Он садится на кушетку, и я принимаюсь разбинтовывать. Пальцы дрожат, и я злюсь на себя за это. Я срываю старую повязку… и замираю.
Рана… почти исчезла. На её месте — гладкая, розовая кожа. Лишь едва заметный шрам напоминает о недавней травме.
— Ты выздоровел, — говорю я, и мой голос звучит плоско. — Тут больше ничего не нужно делать. Можешь уходить.
Я отворачиваюсь, чувствуя странную, сосущую грусть под ложечкой. Всё кончено. Если Серафим уйдет, то Джонатану незачем больше здесь оставаться. Им обоим.
— Не забудь забрать Джонатана, — добавляю я, глядя в пыльное окно.
Серафим молчит с минуту, а потом тихо смеётся.
— Сомневаюсь, что он уйдёт.
Я оборачиваюсь, хмурясь.
— Что ты имеешь в виду? Опять скажешь, что ему нужна моя магия?

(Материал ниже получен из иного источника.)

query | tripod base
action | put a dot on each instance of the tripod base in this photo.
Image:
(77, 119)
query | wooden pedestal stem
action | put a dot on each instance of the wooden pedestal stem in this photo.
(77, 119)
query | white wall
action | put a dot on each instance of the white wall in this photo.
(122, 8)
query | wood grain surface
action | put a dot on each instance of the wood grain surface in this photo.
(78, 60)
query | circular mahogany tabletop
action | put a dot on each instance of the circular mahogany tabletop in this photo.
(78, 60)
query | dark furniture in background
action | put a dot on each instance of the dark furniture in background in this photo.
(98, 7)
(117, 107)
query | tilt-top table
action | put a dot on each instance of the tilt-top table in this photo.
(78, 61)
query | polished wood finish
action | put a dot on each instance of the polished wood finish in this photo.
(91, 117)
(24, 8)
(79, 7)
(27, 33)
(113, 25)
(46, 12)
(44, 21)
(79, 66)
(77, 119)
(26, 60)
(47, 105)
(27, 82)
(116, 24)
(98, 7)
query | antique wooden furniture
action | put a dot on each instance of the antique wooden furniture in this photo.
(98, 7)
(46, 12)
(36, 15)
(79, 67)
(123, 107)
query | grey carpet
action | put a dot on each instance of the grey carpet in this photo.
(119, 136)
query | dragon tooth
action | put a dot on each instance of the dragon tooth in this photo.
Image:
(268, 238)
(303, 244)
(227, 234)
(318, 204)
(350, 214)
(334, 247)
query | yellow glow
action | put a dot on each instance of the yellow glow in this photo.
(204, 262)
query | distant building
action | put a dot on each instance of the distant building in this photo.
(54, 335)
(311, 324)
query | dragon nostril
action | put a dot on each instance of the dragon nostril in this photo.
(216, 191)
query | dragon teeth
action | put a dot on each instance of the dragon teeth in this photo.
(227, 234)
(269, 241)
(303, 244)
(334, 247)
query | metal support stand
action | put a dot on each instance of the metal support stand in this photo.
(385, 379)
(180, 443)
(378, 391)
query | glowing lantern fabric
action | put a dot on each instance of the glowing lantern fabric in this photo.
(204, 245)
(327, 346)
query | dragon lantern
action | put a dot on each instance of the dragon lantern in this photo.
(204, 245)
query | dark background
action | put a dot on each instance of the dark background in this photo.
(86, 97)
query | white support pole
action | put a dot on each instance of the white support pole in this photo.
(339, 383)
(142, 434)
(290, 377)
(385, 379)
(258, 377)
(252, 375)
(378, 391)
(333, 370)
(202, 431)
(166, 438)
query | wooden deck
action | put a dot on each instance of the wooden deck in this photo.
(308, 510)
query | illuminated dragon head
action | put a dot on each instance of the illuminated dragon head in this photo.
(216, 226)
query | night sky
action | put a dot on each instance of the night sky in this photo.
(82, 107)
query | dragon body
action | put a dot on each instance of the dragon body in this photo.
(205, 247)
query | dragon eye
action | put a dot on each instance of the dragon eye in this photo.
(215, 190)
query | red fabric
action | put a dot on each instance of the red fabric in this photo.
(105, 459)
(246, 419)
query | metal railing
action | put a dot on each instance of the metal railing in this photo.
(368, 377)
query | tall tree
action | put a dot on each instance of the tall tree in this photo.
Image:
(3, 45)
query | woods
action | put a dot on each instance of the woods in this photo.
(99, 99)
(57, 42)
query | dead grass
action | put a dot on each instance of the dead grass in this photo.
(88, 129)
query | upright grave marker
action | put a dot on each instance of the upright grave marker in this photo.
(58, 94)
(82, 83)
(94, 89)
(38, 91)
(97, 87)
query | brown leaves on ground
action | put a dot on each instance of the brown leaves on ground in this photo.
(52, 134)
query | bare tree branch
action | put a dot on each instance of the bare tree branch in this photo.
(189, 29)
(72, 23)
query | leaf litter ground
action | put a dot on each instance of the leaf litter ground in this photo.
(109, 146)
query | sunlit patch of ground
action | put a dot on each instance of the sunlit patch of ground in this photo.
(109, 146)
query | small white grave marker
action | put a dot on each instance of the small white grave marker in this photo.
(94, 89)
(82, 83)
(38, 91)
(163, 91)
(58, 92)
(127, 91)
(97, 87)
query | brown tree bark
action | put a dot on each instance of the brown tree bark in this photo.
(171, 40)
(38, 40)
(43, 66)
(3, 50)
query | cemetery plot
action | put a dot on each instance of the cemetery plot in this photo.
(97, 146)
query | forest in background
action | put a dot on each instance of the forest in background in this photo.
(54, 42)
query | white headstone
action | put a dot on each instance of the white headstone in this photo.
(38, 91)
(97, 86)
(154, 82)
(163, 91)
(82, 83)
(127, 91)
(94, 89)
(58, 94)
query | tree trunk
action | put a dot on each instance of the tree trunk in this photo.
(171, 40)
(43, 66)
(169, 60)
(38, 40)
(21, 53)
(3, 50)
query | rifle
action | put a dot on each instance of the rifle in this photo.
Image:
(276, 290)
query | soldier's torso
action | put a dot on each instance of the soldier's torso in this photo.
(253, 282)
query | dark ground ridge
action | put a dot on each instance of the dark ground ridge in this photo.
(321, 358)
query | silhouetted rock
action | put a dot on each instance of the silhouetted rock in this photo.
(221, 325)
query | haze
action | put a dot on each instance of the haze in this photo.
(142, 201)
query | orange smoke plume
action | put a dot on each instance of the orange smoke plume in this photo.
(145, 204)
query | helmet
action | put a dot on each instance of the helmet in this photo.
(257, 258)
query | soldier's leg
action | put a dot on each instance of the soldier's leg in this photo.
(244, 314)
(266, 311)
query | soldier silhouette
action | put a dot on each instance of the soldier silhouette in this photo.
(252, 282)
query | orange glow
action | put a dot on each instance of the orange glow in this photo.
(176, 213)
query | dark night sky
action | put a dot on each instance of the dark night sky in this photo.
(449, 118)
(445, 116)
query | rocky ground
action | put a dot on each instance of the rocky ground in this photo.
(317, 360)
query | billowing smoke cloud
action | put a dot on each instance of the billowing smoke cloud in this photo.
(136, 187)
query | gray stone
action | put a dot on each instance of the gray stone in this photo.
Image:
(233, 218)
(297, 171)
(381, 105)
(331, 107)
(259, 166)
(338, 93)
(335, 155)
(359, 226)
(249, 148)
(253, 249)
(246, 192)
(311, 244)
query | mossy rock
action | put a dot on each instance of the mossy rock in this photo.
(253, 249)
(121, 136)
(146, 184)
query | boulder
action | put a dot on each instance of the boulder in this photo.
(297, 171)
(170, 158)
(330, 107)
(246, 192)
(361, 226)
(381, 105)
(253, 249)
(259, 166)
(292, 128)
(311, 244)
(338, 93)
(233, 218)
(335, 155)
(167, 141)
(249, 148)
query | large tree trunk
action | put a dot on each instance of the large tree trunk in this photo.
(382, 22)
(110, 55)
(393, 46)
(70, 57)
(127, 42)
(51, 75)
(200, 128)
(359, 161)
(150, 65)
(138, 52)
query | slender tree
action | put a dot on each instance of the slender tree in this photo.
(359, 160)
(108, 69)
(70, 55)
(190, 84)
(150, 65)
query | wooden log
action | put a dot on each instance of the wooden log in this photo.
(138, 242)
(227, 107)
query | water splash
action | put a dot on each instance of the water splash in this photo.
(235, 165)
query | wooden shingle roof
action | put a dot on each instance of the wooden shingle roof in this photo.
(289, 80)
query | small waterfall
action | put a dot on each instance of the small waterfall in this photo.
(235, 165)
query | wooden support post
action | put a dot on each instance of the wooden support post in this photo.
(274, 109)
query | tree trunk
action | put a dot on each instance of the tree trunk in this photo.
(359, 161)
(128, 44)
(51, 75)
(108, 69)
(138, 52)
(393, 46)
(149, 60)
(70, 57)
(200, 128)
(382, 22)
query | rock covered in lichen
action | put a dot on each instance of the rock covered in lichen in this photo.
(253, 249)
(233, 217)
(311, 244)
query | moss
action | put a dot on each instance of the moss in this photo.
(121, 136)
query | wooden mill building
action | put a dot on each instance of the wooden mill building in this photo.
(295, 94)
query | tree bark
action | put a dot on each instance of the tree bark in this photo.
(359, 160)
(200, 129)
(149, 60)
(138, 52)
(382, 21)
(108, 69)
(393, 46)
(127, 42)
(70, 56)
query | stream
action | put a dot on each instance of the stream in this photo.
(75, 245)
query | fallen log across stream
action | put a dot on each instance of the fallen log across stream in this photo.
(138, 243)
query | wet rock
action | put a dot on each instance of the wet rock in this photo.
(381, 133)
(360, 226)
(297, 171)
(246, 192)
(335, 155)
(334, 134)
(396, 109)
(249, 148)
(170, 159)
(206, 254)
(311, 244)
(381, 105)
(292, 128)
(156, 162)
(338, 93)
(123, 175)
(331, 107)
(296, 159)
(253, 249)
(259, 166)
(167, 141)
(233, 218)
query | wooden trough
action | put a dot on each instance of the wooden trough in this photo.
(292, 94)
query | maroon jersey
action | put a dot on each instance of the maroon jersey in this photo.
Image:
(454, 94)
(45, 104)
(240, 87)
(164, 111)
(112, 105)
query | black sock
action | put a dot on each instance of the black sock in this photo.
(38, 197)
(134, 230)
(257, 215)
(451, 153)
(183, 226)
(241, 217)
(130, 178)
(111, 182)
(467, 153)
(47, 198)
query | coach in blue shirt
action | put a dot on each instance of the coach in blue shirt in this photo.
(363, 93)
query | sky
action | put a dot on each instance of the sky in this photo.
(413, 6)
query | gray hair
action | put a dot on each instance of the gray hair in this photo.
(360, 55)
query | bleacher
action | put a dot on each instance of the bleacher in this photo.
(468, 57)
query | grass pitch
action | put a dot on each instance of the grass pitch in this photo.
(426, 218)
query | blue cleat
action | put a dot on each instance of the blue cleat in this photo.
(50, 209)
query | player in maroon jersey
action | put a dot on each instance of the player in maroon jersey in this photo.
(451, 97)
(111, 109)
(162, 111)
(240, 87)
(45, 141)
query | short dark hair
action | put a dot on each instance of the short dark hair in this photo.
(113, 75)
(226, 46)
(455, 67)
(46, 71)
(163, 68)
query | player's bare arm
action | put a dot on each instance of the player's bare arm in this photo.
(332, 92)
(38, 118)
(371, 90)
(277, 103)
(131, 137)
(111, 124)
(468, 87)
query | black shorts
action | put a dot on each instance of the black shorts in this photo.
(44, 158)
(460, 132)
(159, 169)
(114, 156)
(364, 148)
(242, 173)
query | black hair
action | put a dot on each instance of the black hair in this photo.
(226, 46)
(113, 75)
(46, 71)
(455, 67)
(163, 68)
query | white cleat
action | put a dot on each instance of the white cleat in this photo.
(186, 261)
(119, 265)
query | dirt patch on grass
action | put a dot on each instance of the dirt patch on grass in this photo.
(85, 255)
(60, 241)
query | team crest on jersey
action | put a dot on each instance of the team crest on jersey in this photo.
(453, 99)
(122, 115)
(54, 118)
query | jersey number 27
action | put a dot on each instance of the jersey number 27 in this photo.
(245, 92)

— Она правда ему нужна, — говорит Серафим, и его лицо становится серьезным. — С ее помощью он может стать сильнее. Но дело не только в этом.
— А в чём? — не унимаюсь я, чувствуя, как внутри всё сжимается от какого-то смутного предчувствия.
Он пожимает плечами, и на его губах снова играет та загадочная, раздражающая улыбка.
— Кто знает… Может, ему просто нужна именно ты.